In fact, I can’t resist the urge to generalize and speculate further. It seems to me that the Dutch were primarily merchants and traders—easily shoved aside as the colonies developed. The French were traders and adventurers with a romantic bent. There were French settlers too, but not in the numbers that came from the British Isles. And it was the French philosophers who rhapsodized about Indians in the “state of nature,” and French trappers who traversed the continent and left Cajun and Metis cultures—blends of the old world and the new—in their wake. But New France, which begins with Cartier on the St. Lawrence in 1534, well in front of English colonization, was gone in 1763—traded away to Spain and Great Britain.
The English, Irish, and Scots—farmers, merchants, and indentured servants fleeing poor working, religious, and governing conditions—came early in large numbers and they came to settle. And to set farming, business, religion, and politics right.
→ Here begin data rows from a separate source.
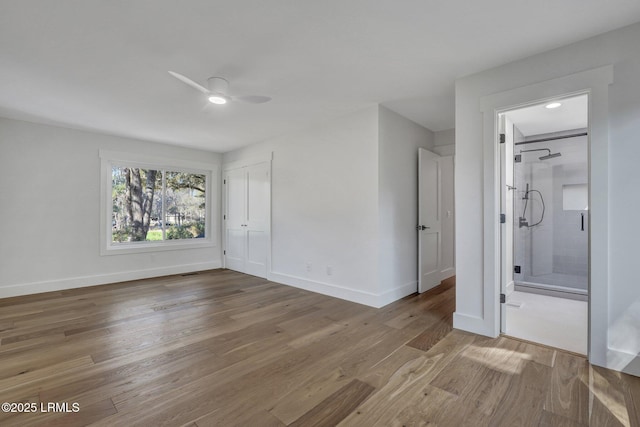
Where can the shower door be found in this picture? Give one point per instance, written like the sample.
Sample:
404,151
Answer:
551,231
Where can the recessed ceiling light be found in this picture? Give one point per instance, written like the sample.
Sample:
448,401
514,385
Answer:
217,99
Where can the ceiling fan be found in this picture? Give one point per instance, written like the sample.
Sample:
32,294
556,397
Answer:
218,90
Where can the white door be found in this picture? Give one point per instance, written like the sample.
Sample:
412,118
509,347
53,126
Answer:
429,230
257,219
247,208
235,232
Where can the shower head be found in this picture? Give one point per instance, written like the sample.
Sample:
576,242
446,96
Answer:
550,156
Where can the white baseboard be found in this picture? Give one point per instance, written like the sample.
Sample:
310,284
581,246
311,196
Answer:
361,297
623,361
396,293
448,272
101,279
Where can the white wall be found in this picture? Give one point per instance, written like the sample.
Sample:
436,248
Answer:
444,142
615,310
344,196
50,204
324,198
399,140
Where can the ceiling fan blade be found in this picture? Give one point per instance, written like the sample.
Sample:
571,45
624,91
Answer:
188,81
253,99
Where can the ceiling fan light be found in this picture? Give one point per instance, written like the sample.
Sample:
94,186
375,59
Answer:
217,99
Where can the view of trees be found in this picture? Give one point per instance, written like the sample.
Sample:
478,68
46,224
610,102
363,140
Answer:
156,205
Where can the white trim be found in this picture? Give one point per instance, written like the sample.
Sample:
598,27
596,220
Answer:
108,159
155,161
623,361
349,294
596,83
251,161
447,272
101,279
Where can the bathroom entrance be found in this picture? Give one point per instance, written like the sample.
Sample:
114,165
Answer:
545,235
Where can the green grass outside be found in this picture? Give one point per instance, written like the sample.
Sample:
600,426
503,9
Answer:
154,235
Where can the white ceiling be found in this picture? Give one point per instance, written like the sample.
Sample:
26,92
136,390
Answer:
572,114
102,64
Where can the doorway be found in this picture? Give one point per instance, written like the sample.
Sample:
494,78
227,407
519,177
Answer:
246,219
545,232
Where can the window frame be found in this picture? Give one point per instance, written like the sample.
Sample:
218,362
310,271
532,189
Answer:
110,159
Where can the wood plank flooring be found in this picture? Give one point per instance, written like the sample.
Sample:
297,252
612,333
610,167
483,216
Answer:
220,348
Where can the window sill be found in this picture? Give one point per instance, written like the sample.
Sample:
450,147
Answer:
145,247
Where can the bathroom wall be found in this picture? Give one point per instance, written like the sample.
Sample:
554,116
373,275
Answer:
570,243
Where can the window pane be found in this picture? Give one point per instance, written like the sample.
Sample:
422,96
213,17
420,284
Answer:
185,205
134,193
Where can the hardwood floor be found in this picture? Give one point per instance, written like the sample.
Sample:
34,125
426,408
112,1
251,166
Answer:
221,348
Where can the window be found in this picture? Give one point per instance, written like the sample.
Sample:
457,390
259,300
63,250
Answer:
153,206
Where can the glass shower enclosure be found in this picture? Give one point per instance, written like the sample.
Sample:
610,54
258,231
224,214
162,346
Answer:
551,214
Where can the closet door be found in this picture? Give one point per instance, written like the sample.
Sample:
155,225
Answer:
235,230
257,219
247,213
Somewhere in this seventeenth century mix are the seeds of Anglo-American Manifest Destiny, that unique blend of hutzpah and cultural superiority that said that this group was going to–and should–set the agenda for North America.. 
Even the Germans, who comprised the largest immigrant group by far in the nineteenth century, contented themselves with ethnic farming communities in the Midwest and “little Germanys” in Milwaukee, St. Louis, New York, and even Texas. The German immigrants brought their beer, foods, religions, and languages—and they held on to them as long and hard as they could. 
But they—and it seems just about everyone else—have left governance and the ideas of governance to the British. It is a very small way in which the Germans, Italians, Chinese, Japanese, Russian Jews, Korean Presbyterians, and scores of smaller ethnic groups and their German towns, Chinatowns, and little Vietnams have been and are on the same side of the assimilationist equation as are the original Americans.